Recombinant chicken IL-2 (PAP005)
Dulbecco’s Modified Eagle’s Medium (DMEM)
Bovine Serum Albumin (BSA) Fraction V
Phytohemagglutinin-P (PHA-P)
Ficoll-Paque or Histopaque 1.077
Mouse anti-chicken IL-2 monoclonal antibody (neutralizing) clone 4F12 (MCA1943Z)
DMEM/BSA assay media (DMEM supplemented with 2mg/ml BSA, 1% L- glutamine, 1 U/ml penicillin and 1ug/ml streptomycin)
3H-thymidine

Assay Procedure:

  1. Transfer collected thymus from sterile DMEM into sterile petri dish containing 15ml fresh DMEM. Remove connective tissue/fat and tease apart using forceps. Pipette up and down gently to obtain single cell thymocyte suspension and transfer to a universal. Layer cells over 5ml Ficoll-/Histopaque 1.077 in a 50 ml Falcon tube then centrifuge at 1350g for 20mins.
  2. Wash cells collected from interface three times in DMEM by spinning at 750g for 10 mins.
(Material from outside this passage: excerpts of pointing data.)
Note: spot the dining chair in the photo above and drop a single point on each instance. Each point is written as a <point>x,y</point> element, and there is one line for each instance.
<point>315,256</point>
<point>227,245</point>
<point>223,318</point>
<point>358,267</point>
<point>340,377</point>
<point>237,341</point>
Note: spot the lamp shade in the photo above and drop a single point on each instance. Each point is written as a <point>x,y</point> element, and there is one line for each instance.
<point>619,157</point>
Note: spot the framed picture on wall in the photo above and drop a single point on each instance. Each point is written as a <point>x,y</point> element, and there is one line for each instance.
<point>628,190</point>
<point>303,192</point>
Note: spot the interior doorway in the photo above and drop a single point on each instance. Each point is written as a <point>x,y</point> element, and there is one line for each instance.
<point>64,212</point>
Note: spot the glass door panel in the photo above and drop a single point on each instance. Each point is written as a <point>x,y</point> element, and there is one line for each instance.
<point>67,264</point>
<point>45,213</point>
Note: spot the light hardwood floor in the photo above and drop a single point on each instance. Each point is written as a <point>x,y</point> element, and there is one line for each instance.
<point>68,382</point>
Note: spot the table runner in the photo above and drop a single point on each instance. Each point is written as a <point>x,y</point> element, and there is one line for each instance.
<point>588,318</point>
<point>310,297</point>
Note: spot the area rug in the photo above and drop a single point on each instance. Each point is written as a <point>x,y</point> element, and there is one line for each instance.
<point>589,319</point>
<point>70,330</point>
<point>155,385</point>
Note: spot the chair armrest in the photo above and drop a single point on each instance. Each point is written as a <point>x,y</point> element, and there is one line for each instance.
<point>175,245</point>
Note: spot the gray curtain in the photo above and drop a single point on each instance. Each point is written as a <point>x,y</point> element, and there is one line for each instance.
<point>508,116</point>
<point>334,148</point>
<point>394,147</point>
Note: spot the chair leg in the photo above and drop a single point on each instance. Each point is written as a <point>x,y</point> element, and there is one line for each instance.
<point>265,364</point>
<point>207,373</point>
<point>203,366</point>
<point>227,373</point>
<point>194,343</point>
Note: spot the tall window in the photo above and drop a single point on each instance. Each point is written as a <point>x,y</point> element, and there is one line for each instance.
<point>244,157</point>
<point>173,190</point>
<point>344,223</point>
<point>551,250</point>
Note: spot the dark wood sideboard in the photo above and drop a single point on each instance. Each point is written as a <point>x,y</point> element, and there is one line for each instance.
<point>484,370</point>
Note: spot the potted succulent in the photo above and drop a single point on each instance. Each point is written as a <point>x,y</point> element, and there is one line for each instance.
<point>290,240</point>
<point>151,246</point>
Discard the supernatant and resuspend the cell pellet for each spin. Perform viable cell count and resuspend at 2 x 107 cells/ml in DMEM/BSA
  3. Set up control samples in triplicate wells of a U-bottomed microtitre plate:
    Positive control - perform 2-fold serial dilutions of rchIL-2 (PAP005) in DMEM/BSA to a final volume of 100 ul/well.
    IL-2 Negative control – Test samples require a 1 hour room temperature pre-incubation with an IL-2 neutralising monoclonal antibody (MCA1943Z), prior to the addition of the thymocytes in step 6. Recommended final concentration for MCA1943Z is 2-20 µg/ml in the test sample.
    Negative control - repeat above procedure on COS free growth media alone.
  4. Repeat above procedure on test samples.
  5. To demonstrate background proliferation of cells without PHA-P addition, plate out thymocytes at 100 µl/well (2 x 106 cells/well), in row containing growth media alone.
  6. To remaining thymocytes add 4 µg/ml PHA-P (to give a final concentration of 2 µg/ml when 100 µl cells added to test wells). Plate out these thymocytes at 100 µl/well (2 x 106 cells/well) to each of the triplicate wells prepared for controls and samples.
    Please note: PHA-P may require initial titration to determine concentration for sub-optimal stimulation.
  7. Incubate plates at 41°C, 5% CO2, for 72hours. Prepare 3H-thymidine ready for pulsing cells for the final 6hrs of incubation:
    Transfer enough 3H-thymidine for 0.037MBq/test well into a Bijoux or screw-top tube and add appropriate volume of PBS for 1:10 dilution (e.g 100 ul 3H-thymidine plus 900 ul PBS). Add 10 ul of this to each well after 66hrs of plate incubation. Place plates in labelled boxes with lids and incubate in designated incubator at 41 °C, 5% CO2, for final 6hours.
  8. Harvest onto filter mats using automated cell harvester and air dry. Place air-dried filter mats into bags, add scintillant, seal bags and obtain count in beta-counter.

Results:

Can be expressed as:

  1. Stimulation indices (SI), representing the ratio of mean CPM of the co-stimulated thymocytes to mean CPM of the PHA-P only stimulated thymocytes.
  2. Plot of mean CPMs of samples against mean CPMs of controls.

    Since there is no international standard for recombinant chicken IL-2, the results cannot be expressed as U/ml (unless simply relating results to PAP005 used) nor as activity ng/ml, since PAP005 is not a purified protein.

References

  1. Rothwell, L. et al. (2001). Production and characterisation of monoclonal antibodies specific for chicken interleukin-2. Vet. Immunol. Immunopathol. 83: 149-160.
  2. Lawson, S. et al. (2000). Turkey and chicken Interleukin-2 cross-react in in vitro proliferation assays despite limited amino acid sequence identity. J. Int. Cyt. Res. 20: 161-170.